An almost exclusive interest in a singular "contemporary art" and developments in a globalised market since the 1980s have all conspired to substantially conceal or simplify the representation of the complex modern movements emerging outside Europe and North America, while the art produced in these varied geo-cultural spaces before this period has long been ignored. And yet the colonial, anti- and post-colonial histories constructed since the late 19th and early 20th centuries (depending on the regions concerned), and the cognitive and formal paradigms they have defined, are just as essential to how artists learn and question, as well as to the conception and material aspect of works. We thus need to explore the modern projects that have been developed in the various regions of a now globalised and multipolar world together with the artists who are their heirs and critics.
The lack of interest in and limited knowledge of the modern art produced by these cultures have often "filtered" the circulation and reception of works in the market(s) and private or public collections. This has resulted in ever-more numerous interpretations and derivative assessments of how borrowings and "influences" operate.

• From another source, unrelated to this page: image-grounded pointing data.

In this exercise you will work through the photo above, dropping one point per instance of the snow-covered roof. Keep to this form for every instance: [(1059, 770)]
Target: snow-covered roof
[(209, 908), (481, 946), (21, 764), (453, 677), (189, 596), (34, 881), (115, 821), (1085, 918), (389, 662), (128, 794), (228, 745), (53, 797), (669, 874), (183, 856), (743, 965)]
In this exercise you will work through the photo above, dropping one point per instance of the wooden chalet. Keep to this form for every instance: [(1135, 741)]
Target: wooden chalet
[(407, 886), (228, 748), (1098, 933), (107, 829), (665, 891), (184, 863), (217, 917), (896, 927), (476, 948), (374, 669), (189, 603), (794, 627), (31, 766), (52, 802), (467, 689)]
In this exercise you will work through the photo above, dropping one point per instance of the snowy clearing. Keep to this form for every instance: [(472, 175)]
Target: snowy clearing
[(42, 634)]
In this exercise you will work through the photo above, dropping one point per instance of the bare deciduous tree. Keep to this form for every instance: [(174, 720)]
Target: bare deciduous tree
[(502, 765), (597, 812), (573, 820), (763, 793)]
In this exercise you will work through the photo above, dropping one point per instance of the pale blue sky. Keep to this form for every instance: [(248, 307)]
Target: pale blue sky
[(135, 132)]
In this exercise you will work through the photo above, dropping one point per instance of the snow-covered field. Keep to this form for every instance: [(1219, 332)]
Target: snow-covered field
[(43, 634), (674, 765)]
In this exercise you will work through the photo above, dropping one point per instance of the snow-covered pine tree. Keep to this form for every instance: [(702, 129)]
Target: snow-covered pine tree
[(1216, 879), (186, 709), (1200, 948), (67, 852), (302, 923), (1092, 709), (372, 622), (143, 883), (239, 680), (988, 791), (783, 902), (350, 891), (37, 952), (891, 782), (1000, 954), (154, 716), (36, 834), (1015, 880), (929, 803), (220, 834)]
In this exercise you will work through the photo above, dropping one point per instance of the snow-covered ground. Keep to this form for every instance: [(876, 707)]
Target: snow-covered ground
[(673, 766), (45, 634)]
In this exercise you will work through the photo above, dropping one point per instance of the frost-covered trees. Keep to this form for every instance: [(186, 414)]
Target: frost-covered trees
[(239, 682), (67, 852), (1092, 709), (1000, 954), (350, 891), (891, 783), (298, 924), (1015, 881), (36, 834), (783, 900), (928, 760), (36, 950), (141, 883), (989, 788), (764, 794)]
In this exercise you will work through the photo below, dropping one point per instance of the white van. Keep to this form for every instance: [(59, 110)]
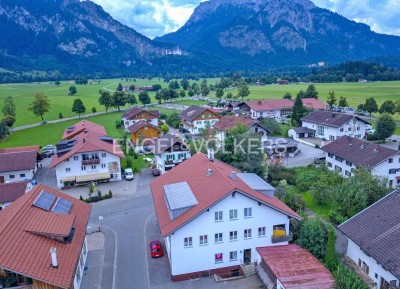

Opinion focuses on easily assignable choices of forms and iconographies, to the detriment of the more complex proposals that form the very divergent components of particular social, cultural and problematic histories.
The experimental format of the project created in Galerie 0, and the discursive programmes presented there during this exhibition, invite us to revisit various aspects (visual arts, photography, film and architecture) that have contributed to the development and expression of a polyphonic, often conflictual modernity, in the company of some remarkable intellectual and artistic figures.